Surreal South Florida Birding Trip Day 1: Birding by Channel Marker Numbers



I dragged my parents on a bird chase around South Florida when I went down recently on a weekend visit.  They were pretty good sports about the whole thing, although the pace was not to their liking.  We covered long distances with too few rest stops, bypassed a couple relatives, and could not find a decent grouper sandwich.  But we did mange to find all four target birds in a 24 hour period between Orlando and South Miami by way of Fort Myers.  

Leaving the Sanford/Orlando airport around 10AM, the first stop was the Sanibel Causeway near  Fort Myers, where an American Flamingo was being reported for some weeks before my trip.  The reports advised to arrive on the incoming tide and look around the channel markers on the south side of the causeway.  The tide charts put high tide at 2:55 and my GPS device indicated it would take about three and a half hours to drive to the spot.  Unfortunately, traffic factored heavily into the equation and by the time we arrived in Fort Myers, still some 20 minutes from the causeway, it was nearing high tide and all of the sandbars would be inundated and the flamingo likely moved off to find suitable foraging habitat elsewhere.  My parents couldn't understand the cause of the urgency, and kept pointing out nice places we might stop.  When we did final arrive to the causeway the tide appeared to be dead high and no sandbar was evident anywhere.  I scanned the water with my binoculars in the area it had been reported in all those posts I read while daydreaming about the trip.  

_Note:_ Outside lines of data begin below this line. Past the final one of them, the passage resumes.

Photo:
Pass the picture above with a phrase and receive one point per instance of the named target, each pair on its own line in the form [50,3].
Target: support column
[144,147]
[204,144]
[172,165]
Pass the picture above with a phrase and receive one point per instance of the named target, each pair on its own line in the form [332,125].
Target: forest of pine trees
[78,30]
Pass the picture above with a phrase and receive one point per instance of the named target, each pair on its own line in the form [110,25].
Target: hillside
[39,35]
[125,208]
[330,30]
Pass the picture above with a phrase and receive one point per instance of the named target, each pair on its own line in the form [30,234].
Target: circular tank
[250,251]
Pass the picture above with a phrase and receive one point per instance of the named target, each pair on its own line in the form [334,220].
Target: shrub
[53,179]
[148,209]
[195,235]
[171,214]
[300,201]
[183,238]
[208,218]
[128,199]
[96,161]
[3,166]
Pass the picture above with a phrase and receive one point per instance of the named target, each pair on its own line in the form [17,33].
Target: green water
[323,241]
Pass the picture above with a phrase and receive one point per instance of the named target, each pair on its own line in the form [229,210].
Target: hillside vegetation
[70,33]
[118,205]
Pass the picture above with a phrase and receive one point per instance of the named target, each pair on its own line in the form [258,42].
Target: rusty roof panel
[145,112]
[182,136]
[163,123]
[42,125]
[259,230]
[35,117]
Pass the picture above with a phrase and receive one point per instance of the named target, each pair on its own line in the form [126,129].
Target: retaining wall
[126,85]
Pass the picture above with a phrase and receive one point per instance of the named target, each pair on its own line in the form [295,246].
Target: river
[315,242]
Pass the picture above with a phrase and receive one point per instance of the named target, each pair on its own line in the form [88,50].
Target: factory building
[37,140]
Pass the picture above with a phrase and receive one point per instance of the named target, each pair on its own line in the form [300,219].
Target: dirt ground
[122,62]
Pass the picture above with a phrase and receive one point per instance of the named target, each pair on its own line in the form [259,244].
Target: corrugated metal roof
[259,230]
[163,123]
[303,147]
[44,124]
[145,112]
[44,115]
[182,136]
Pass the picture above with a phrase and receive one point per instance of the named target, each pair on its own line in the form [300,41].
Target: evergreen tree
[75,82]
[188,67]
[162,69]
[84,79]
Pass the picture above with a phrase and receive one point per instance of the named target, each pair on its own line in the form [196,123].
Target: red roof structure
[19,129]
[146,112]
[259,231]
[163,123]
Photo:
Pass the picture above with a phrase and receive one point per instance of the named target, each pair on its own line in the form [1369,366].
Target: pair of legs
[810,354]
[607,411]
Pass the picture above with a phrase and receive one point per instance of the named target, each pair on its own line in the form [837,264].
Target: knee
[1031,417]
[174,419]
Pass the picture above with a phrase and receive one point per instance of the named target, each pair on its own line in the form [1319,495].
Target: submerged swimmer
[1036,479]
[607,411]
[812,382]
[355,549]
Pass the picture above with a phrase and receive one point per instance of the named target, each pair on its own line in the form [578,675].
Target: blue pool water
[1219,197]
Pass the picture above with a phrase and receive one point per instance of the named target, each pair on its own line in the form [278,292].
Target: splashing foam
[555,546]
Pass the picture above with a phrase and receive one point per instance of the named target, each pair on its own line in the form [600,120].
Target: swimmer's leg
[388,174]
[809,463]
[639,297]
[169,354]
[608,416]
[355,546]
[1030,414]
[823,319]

No sign of any large pinkish-orange iconic Florida bird.  In desperation, I started asking fishermen if they had seen the bird.  I got a couple stories about Great Blue Herons and Brown Pelicans stealing fish, but nothing helpful.  One fisherman did say he had heard about the bird on the news, which somehow encouraged me.  I went for my spotting scope hoping the extra magnification would be the ticket, and started scanning.  My father had stopped pretending to look and was off talking to the fishermen about where to get a good grouper sandwich.  By now boats were racing through the channel throwing up large wakes and the water level seemed too high for any chance the bird would out there.  Without much remaining hope I scanned in the area of channel marker number 10, which was mentioned in a now remote listserv post.  Amazingly, I caught a distant glimpse of the head of a flamingo appearing and disappearing in the large wave caused by all the motor boat activity.  We all had nice looks at the bird and marveled that it hardly seemed to be bothered by all the boat traffic.  A bird that had supposedly strayed from its home range in the Bahamas was apparently content to swim for it in these hazardous waters.  Or perhaps not - within a couple of minutes it appears to have flown off presumably for more peaceful environs. 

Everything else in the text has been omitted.